Fr Joe Borg's column in The Sunday Times of November 1 ('A love affair called God'), brought to the fore the powerful and pervading reality that "the essence of Christianity is love - and the feeling of this love is meant to enhance the joy of living".

Love as self-giving is the dominant view throughout the Bible to establish who God is. In his first letter, St John describes God as being this self-transcendent love.

Furthermore, the apostle adds that those who claim that they believe and know God are to embrace his altruistic love. "So we know and believe the love God has for us. God is love, and he who abides in love abides in God, and God abides in him" (1 John 4, 16).

Philosophers have struggled to give their views concerning God. The problem with their thinking lies in the fact that they relegated the mystery of God into pure thought. In the philosophical domain God remained a sheer cold notion. I am thinking of the ontological argument as coined by St Anslem in his Proslogion: God is "a being than which nothing greater can be thought".

While I acknowledge the great merits of such a thorough reflection I would opt for the idea that love is a reality that is directly experienced. Here the Word of God comes into play again.
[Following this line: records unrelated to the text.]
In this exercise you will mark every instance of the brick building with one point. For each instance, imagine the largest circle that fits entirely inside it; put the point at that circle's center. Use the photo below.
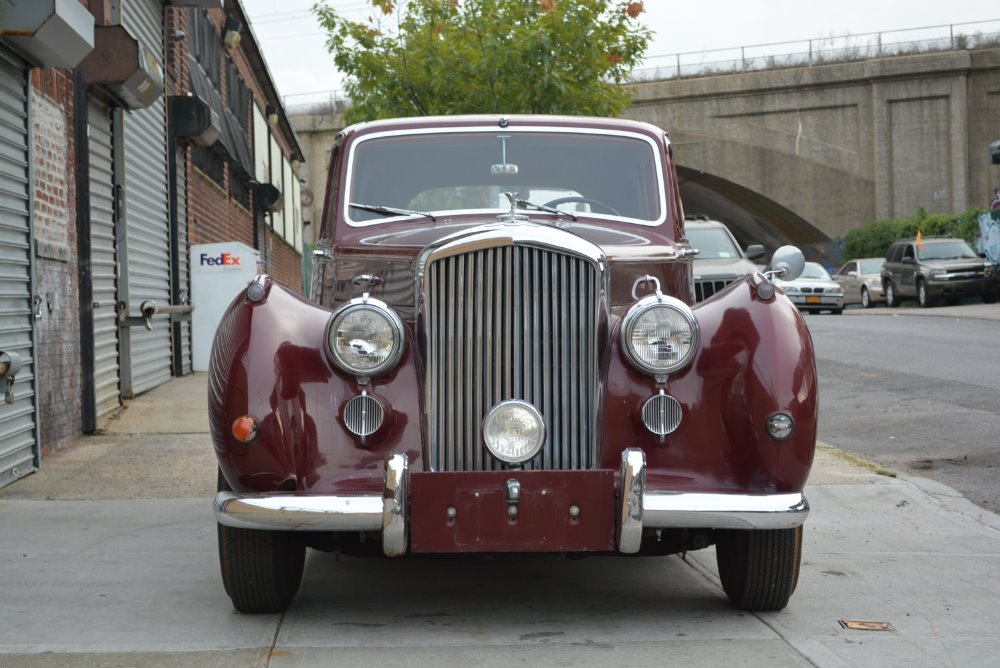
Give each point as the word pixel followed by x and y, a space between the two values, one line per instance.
pixel 129 131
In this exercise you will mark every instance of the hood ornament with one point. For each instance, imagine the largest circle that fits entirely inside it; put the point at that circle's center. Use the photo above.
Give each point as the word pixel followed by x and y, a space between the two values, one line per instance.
pixel 512 215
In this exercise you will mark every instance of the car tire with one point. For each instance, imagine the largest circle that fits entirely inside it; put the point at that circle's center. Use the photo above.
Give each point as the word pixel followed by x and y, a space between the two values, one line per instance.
pixel 923 297
pixel 759 568
pixel 891 298
pixel 261 570
pixel 866 299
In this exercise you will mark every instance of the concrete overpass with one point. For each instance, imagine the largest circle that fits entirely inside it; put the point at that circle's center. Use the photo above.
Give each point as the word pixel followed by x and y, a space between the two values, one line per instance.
pixel 805 154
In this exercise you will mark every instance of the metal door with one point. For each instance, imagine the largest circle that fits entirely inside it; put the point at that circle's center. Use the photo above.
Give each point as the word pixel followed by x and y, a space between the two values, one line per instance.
pixel 183 327
pixel 19 451
pixel 143 240
pixel 103 259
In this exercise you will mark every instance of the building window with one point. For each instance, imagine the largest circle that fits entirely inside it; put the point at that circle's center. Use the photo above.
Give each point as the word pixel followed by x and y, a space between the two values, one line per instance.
pixel 205 44
pixel 210 163
pixel 239 187
pixel 238 97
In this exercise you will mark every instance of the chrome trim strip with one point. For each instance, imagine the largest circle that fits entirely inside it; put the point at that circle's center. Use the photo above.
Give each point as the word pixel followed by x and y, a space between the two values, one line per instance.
pixel 294 512
pixel 328 512
pixel 633 479
pixel 667 510
pixel 394 502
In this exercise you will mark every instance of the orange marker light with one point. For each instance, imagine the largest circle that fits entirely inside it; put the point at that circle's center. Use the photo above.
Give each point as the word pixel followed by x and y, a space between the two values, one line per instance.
pixel 245 429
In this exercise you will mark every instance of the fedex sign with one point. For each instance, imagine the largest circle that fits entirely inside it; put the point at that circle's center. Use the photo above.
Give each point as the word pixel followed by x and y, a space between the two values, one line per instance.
pixel 223 260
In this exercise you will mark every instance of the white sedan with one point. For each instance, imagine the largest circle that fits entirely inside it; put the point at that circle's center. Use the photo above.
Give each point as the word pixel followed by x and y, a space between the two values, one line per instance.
pixel 814 290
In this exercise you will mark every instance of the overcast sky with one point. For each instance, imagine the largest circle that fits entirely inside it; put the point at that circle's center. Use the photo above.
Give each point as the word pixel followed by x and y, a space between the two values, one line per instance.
pixel 304 72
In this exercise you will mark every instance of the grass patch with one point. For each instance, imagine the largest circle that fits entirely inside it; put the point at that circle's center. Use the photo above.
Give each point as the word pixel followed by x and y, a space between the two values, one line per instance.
pixel 861 462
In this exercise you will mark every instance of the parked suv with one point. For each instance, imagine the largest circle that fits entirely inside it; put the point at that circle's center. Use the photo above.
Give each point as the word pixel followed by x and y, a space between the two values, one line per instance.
pixel 935 268
pixel 720 260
St John says: "We know and believe the love God has for us" (1 John 4, 16).

In his celebrated book Mysterium Paschale, the outstanding Swiss theologian Hans Urs von Balthasar writes: "In serving, in washing the feet of His creatures, God reveals Himself even in that which is most intimately divine in Him, and manifests His supreme glory".

All these illustrious and heroic acts point to God's magnificent glory as shown in giving up His life on the cross. "When I am lifted up from the earth, will draw all men to myself" (John 12, 32). This is, for me, the love affair called God. A God who was so full of love that became a human being, suffered many things, was rejected, killed and after three days rose again to redeem the entire creation from the slavery of sin and death (Mark 8, 31).